FunctionReturn TypeDescription
avg(X)REALAverage of all non-NULL values of X
count(X)INTEGERNumber of rows where X is not NULL
count(*)INTEGERTotal number of rows in the group
group_concat(X)TEXTConcatenation of non-NULL values of X, comma-separated
group_concat(X, Y)TEXTConcatenation of non-NULL values of X, separated by Y
string_agg(X, Y)TEXTAlias for group_concat(X, Y) (PostgreSQL compatibility)
max(X)same as XMaximum non-NULL value of X
min(X)same as XMinimum non-NULL value of X
sum(X)INTEGER or REALSum of non-NULL values. Returns NULL if all values are NULL
total(X)REALSum of non-NULL values.

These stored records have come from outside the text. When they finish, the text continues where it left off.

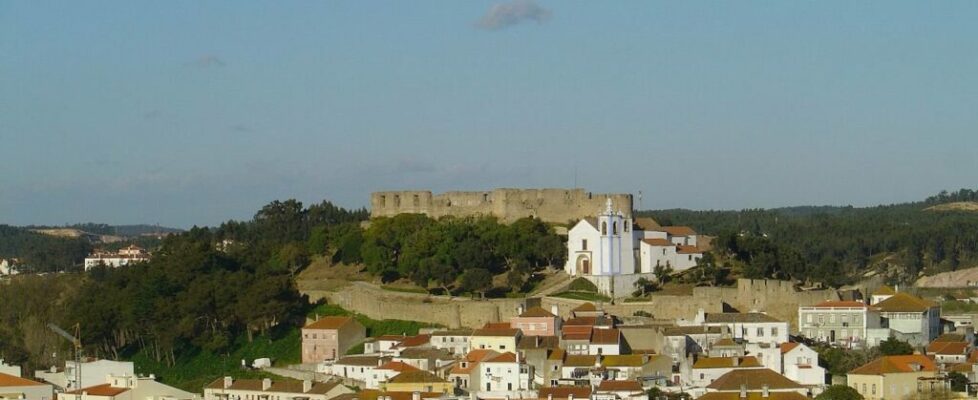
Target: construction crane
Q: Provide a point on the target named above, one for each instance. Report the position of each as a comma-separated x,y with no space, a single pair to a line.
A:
76,342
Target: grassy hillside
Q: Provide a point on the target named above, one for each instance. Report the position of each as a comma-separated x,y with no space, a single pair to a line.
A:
282,345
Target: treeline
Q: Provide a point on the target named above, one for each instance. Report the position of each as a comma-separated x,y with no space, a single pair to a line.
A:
42,253
201,291
836,245
451,253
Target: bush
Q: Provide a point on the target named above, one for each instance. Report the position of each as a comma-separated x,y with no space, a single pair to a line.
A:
582,285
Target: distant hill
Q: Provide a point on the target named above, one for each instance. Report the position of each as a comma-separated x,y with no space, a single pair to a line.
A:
971,206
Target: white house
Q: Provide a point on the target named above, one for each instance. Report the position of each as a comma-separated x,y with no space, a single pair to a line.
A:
505,374
92,373
800,364
846,323
126,256
751,327
605,245
911,318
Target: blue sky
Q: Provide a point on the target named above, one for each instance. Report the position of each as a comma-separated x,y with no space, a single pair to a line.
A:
189,112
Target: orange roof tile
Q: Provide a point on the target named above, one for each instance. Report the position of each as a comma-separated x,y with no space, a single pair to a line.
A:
841,304
536,312
903,302
620,386
329,323
895,364
727,362
105,390
7,380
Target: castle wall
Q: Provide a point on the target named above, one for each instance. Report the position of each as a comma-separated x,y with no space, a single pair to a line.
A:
550,205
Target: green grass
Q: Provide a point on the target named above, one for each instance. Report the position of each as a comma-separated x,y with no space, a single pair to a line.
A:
193,371
583,296
374,327
404,289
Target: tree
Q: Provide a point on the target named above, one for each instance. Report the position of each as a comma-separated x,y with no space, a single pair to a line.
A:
475,280
895,347
959,382
839,392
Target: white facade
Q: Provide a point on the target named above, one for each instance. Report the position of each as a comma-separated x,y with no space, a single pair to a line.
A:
603,246
92,373
800,364
503,374
846,323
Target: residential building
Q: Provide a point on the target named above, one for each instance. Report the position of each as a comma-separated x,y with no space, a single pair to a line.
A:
895,377
465,373
129,388
536,321
708,369
93,372
330,338
759,383
911,318
605,342
505,373
455,341
417,381
800,364
228,388
127,256
495,338
619,390
753,327
384,372
845,323
15,387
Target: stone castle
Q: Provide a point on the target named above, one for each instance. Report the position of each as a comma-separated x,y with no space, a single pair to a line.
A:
559,206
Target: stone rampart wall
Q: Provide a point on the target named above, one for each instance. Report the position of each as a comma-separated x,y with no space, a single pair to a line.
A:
551,205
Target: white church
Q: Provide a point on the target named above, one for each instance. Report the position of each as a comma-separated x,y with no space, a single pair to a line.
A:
614,251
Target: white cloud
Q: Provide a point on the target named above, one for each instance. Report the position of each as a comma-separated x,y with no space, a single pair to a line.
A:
504,15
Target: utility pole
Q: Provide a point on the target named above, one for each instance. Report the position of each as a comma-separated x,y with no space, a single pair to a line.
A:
76,342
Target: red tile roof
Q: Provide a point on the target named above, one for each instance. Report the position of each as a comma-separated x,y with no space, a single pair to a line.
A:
104,390
12,381
841,304
620,386
895,364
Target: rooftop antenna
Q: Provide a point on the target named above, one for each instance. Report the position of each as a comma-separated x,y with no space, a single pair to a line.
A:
76,342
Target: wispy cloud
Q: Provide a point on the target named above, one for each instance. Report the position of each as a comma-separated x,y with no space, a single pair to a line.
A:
208,61
504,15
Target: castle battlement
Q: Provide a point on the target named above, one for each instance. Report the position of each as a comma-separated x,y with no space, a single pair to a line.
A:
550,205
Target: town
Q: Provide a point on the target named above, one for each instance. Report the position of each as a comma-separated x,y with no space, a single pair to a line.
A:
761,339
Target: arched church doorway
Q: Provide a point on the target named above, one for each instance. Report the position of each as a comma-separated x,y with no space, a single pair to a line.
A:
583,265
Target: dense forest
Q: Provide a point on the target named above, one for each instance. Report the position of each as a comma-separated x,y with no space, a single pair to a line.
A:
42,253
202,290
837,245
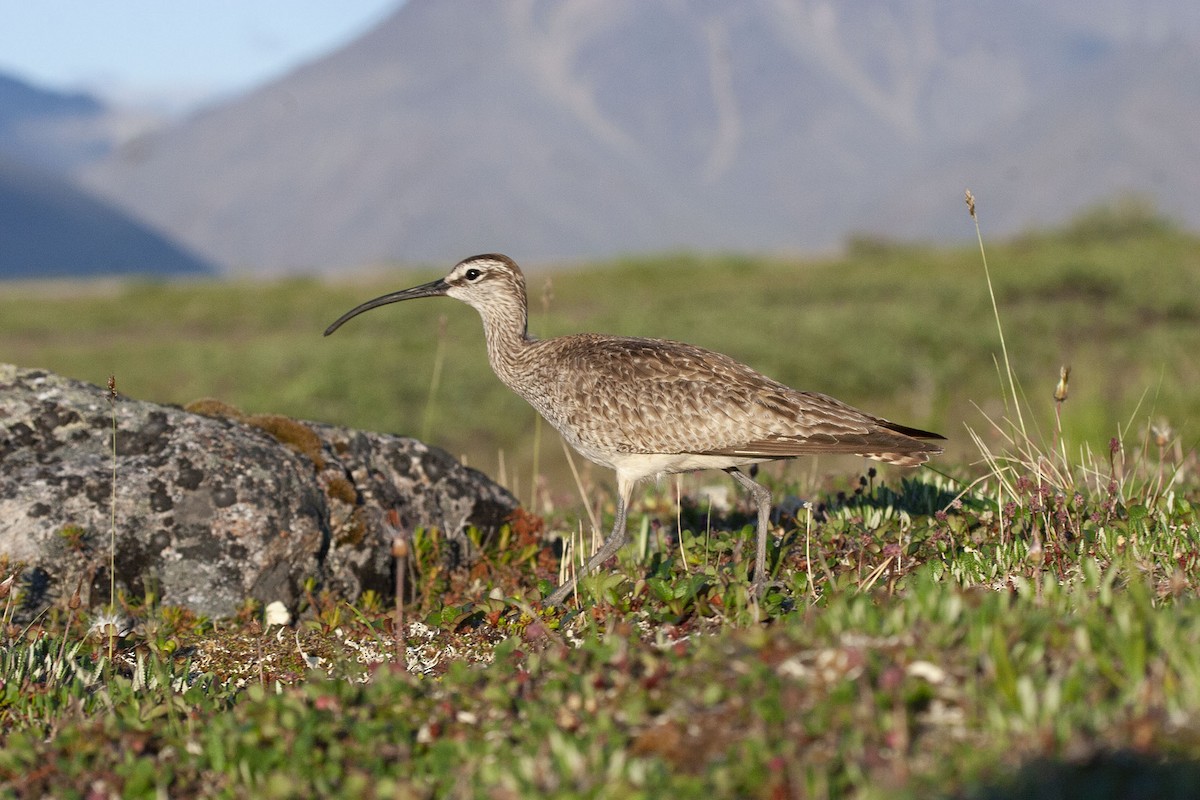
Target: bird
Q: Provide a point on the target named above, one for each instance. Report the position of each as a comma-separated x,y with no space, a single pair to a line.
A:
648,407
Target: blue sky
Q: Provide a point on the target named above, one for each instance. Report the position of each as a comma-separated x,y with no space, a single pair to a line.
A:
173,54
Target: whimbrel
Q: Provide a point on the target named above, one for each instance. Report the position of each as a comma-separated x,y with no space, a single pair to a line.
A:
652,407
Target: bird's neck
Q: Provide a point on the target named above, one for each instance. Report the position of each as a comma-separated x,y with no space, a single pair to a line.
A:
505,328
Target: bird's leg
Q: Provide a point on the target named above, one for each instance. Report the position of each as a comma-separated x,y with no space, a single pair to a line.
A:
615,542
761,495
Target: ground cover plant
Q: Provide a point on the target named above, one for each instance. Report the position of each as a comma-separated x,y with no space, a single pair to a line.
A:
1021,620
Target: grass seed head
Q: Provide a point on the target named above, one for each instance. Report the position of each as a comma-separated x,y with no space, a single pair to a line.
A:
1060,391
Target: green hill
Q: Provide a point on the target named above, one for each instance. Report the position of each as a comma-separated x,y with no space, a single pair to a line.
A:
904,331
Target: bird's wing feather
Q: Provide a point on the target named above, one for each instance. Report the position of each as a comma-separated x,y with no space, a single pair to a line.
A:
670,397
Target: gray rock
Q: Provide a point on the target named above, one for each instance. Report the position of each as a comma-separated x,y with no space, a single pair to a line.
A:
211,506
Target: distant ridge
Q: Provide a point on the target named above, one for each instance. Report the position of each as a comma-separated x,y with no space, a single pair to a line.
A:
49,229
574,130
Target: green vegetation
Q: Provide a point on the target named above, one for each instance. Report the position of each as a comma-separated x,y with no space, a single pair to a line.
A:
1024,624
904,331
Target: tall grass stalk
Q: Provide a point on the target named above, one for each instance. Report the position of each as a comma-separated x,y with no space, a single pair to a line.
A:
995,311
431,398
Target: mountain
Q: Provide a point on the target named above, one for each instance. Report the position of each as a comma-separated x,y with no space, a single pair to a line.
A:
573,128
48,226
51,229
51,130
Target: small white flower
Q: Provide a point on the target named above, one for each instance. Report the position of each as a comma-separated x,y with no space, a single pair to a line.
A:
277,614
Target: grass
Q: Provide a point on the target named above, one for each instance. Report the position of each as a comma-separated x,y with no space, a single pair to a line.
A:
897,329
1024,624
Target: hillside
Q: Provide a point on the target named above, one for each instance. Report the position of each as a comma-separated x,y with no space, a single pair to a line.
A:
901,331
579,130
53,229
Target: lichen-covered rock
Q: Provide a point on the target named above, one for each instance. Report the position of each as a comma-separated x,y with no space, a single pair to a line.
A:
211,506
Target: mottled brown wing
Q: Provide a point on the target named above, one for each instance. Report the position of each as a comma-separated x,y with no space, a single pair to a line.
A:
670,397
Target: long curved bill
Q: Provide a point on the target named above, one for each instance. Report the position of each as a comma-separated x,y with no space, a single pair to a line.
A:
431,289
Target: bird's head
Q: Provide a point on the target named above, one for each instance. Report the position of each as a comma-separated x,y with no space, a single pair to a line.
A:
490,283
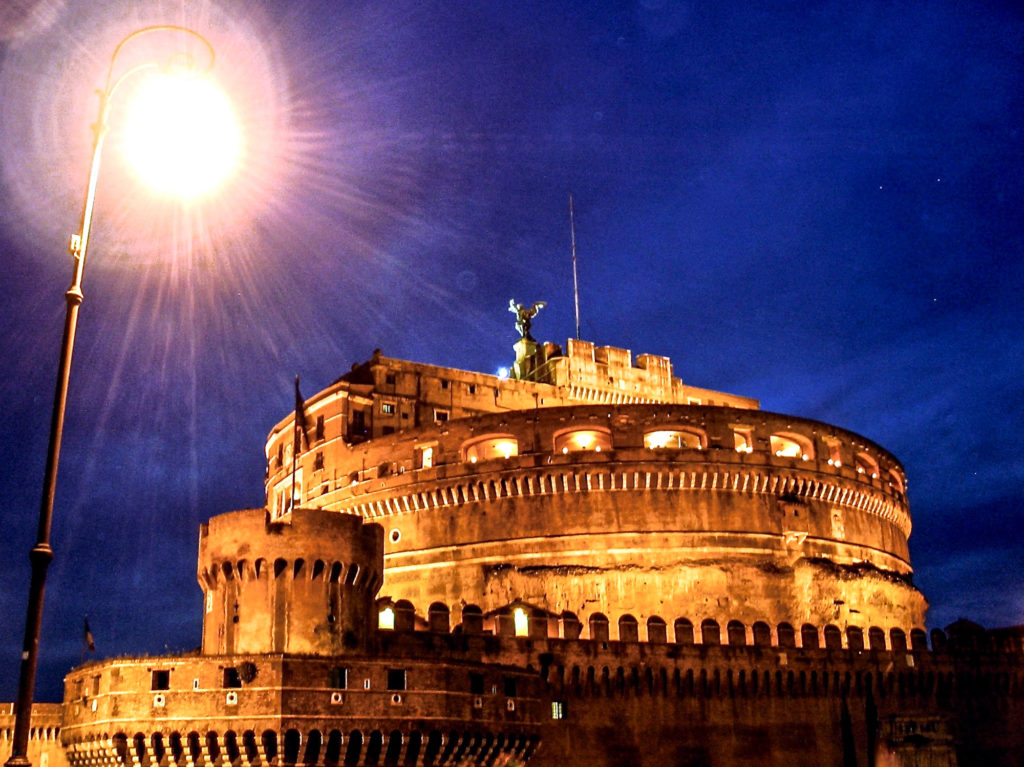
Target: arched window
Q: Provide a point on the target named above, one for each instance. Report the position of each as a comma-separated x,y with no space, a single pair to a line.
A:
472,620
570,626
332,756
580,440
657,632
629,631
292,742
897,638
919,639
710,632
866,465
896,481
492,445
683,630
742,438
809,637
791,444
786,636
877,638
834,638
736,633
855,638
438,619
674,439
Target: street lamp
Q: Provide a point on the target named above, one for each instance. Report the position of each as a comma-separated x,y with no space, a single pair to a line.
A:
41,554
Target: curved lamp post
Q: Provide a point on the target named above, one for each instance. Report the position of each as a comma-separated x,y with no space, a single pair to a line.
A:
41,553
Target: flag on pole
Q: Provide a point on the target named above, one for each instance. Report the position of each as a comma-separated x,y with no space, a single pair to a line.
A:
300,420
87,637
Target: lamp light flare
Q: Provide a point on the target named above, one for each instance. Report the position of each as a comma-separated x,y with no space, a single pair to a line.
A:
181,136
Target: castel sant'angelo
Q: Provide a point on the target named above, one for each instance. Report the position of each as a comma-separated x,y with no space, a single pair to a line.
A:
588,562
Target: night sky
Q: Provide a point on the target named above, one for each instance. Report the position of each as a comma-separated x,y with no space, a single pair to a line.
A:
818,205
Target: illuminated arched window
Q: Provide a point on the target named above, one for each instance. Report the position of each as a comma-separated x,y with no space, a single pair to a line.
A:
521,622
788,444
493,445
896,480
742,438
673,439
866,465
580,440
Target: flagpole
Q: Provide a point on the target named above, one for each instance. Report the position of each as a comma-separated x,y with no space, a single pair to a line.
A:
576,284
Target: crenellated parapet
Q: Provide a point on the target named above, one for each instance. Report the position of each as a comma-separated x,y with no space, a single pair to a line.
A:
304,584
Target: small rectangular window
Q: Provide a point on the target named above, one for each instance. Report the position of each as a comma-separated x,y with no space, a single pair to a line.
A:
337,678
161,680
231,678
510,686
424,457
396,679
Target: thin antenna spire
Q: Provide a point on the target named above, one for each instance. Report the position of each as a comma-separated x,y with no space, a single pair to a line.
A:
576,282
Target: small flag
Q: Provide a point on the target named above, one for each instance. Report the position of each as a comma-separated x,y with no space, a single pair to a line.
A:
87,637
300,420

Always returns REAL; returns 0.0 if all values are NULL
array_agg(X)BLOB (array)Collects all values into an array (Turso extension)
stddev(X)REALPopulation standard deviation (Turso extension)

Examples

The examples below use this table:
CREATE TABLE sales (
    id       INTEGER PRIMARY KEY,
    region   TEXT,
    product  TEXT,
    amount   REAL,
    quantity INTEGER
);

INSERT INTO sales VALUES
    (1, 'North', 'Widget', 100.00, 5),
    (2, 'North', 'Gadget', 250.00, 2),
    (3, 'South', 'Widget', 150.00, 8),
    (4, 'South', 'Gadget', NULL,   3),
    (5, 'North', 'Widget', 200.00, NULL),
    (6, 'South', 'Widget', 175.00, 6);

avg(X)

Returns the average of all non-NULL values as REAL. Returns NULL if all values are NULL.
SELECT avg(amount) FROM sales;
-- 175.0

SELECT region, avg(amount) AS avg_amount
FROM sales
GROUP BY region;
regionavg_amount
North183.33…
South162.5
avg(X) ignores NULL values in both the sum and the count. The NULL amount in the South region is excluded from both numerator and denominator.

count(X) / count(*)

count(X) counts rows where X is not NULL. count(*) counts all rows including those with NULL values.
SELECT count(*) FROM sales;       -- 6 (all rows)
SELECT count(amount) FROM sales;  -- 5 (excludes the NULL row)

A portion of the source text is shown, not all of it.